Today at the UN Climate Change Conference (COP28), the U.S. Department of State, the Bezos Earth Fund, and The Rockefeller Foundation presented the core framework of the Energy Transition Accelerator (ETA), an innovative carbon finance platform aimed at catalyzing private capital to support ambitious just energy transition strategies in developing and emerging economies.
At today's launch event at the U.S. Center at COP28, the three ETA partners announced several major achievements since their partnership's creation at COP27 one year ago and their aim to formally establish the ETA as an independent initiative by Earth Day 2024.
The ETA will bring together governments and private sector stakeholders employing high-integrity carbon crediting to deliver faster, deeper greenhouse gas reductions by accelerating the transition from fossil fuels to clean power in developing and emerging economies. Based on preliminary estimates, the ETA could mobilize from $72 billion to $207 billion in transition finance by 2035. The ETA is pioneering a sectoral-scale crediting approach that will incentivize participating countries to intensify their near-term activities contributing to power sector decarbonization, including to deploy and utilize clean power and retire fossil fuel assets, to enhance storage capacity, transmission, and distribution, and for any needed policy shifts.
The core framework serves as a foundation for the creation of the ETA Coalition. It describes the Coalition and its objectives and provides an overview of key elements of the ETA:
- Its approach to carbon crediting, including the development of an independent sectoral-scale crediting standard for emissions reductions from electricity generation;
- Criteria for participating companies and information on how they would use ETA carbon credits to help meet their voluntary climate commitments;
- Just transition provisions to address worker and community needs; plans to dedicate a portion of the finance generated to address adaptation and resilience in vulnerable countries; and options for innovative financial structures to mobilize investment into energy transition strategies.
The partners were joined by countries and leading companies declaring their interest in engaging with the ETA partners in the continued development of the groundbreaking initiative.

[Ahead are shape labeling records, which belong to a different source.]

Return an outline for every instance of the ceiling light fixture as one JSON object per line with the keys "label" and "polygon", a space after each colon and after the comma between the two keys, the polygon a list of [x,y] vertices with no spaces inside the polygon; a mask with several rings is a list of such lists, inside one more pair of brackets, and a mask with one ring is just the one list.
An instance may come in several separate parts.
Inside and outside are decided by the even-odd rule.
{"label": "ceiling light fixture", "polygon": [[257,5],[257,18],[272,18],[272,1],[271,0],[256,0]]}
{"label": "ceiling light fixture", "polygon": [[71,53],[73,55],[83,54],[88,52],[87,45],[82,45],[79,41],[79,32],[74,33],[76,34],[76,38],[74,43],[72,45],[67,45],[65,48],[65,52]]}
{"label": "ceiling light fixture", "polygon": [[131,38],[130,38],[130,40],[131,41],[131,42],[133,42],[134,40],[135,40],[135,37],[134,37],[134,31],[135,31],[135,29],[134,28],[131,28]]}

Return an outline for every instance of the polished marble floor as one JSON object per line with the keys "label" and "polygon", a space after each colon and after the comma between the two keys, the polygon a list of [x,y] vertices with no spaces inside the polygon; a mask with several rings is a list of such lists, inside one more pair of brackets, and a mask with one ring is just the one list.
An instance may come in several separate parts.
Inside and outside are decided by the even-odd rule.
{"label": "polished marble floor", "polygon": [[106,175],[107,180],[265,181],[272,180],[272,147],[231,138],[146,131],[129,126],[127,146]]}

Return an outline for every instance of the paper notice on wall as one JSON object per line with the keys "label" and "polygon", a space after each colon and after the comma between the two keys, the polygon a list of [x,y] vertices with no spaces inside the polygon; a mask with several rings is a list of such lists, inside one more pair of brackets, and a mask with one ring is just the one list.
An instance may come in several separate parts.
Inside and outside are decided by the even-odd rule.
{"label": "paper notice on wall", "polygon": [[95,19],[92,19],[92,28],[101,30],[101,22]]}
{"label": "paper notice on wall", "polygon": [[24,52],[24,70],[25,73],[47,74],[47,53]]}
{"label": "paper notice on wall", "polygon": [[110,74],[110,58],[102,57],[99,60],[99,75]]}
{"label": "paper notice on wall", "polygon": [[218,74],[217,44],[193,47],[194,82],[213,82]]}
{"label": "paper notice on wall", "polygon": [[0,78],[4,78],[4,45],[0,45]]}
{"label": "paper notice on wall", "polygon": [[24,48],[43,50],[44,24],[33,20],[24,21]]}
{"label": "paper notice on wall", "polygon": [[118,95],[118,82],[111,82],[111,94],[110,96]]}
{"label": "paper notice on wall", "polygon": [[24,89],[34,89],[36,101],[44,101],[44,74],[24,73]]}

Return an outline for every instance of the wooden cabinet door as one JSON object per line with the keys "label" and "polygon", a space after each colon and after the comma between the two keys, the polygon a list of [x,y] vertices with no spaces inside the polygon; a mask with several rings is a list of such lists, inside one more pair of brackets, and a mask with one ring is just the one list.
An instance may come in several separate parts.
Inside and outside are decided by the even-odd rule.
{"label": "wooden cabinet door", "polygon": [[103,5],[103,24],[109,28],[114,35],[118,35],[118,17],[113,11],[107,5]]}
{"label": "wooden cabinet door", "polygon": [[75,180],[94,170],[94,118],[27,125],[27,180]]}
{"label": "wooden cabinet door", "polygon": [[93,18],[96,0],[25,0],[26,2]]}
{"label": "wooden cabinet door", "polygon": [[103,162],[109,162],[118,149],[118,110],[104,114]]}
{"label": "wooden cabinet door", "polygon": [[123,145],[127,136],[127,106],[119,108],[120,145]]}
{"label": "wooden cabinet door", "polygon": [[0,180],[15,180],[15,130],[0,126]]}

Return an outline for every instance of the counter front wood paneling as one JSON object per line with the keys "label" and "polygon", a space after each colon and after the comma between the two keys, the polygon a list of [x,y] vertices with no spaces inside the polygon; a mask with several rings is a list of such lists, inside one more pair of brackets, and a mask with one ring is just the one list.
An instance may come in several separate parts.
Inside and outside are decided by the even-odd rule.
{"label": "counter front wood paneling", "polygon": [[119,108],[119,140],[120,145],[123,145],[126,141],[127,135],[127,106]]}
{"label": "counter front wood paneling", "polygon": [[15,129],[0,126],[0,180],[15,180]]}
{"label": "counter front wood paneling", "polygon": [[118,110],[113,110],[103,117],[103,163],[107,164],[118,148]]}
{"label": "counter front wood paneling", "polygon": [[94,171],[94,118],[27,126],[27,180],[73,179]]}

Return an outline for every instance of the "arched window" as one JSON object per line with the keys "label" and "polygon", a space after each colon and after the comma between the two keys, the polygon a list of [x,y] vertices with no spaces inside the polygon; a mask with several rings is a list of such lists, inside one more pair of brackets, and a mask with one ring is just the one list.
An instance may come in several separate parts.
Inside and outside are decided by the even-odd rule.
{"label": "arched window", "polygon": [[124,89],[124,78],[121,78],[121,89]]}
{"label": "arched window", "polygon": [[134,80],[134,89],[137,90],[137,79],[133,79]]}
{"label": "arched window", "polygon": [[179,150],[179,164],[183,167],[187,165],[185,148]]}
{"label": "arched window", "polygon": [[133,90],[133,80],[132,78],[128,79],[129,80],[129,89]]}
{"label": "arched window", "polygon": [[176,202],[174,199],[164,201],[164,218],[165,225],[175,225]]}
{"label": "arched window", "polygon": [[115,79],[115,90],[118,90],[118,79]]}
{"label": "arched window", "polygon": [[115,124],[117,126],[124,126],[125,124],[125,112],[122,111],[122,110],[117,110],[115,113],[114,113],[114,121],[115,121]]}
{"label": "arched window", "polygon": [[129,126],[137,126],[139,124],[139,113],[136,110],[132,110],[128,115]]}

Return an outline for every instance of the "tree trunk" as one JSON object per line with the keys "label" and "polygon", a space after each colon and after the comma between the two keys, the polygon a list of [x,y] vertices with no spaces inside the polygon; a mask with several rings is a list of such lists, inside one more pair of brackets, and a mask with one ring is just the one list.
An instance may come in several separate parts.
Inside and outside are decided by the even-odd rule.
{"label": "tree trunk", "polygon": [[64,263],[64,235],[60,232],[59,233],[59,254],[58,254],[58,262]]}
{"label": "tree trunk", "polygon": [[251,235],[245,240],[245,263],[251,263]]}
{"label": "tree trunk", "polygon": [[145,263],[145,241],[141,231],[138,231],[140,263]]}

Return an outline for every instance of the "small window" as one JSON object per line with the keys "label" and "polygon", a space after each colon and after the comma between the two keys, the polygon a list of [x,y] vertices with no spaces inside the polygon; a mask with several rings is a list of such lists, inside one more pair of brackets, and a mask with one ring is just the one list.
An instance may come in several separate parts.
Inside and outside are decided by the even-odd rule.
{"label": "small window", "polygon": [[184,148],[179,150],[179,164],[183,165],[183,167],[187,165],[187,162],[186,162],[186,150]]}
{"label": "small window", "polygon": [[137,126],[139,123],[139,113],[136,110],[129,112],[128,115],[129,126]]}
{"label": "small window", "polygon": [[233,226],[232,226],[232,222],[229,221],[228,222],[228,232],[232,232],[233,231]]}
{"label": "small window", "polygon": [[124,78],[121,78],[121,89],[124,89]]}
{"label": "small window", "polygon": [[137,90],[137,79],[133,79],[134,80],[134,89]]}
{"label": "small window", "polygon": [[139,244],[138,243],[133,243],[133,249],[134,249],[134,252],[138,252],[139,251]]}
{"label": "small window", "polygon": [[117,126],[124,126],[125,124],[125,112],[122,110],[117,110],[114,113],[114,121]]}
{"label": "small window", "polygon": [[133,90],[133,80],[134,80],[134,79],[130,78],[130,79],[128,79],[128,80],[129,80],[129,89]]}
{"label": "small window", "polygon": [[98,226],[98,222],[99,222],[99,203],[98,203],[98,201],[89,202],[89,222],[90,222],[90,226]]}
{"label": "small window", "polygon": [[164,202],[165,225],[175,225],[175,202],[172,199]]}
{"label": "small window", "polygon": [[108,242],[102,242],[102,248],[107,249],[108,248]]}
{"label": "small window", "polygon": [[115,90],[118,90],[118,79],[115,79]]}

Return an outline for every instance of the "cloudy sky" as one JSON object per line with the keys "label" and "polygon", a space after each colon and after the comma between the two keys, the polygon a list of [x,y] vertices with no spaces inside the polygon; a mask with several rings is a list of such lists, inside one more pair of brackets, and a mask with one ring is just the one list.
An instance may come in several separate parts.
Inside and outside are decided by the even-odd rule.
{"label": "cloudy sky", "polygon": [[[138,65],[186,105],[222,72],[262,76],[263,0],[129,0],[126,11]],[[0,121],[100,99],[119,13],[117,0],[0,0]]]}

The governments of Chile, the Dominican Republic, and Nigeria announced they would be joining the ETA as pilot countries.
Nine leading companies signed a letter of interest welcoming the ETA as an opportunity to support large-scale power sector transformation while accelerating progress towards their ambitious climate goals: Bank of America, Boston Consulting Group, Mastercard, McDonald's, Morgan Stanley, PepsiCo, Salesforce, Standard Chartered Bank, and Schneider Electric.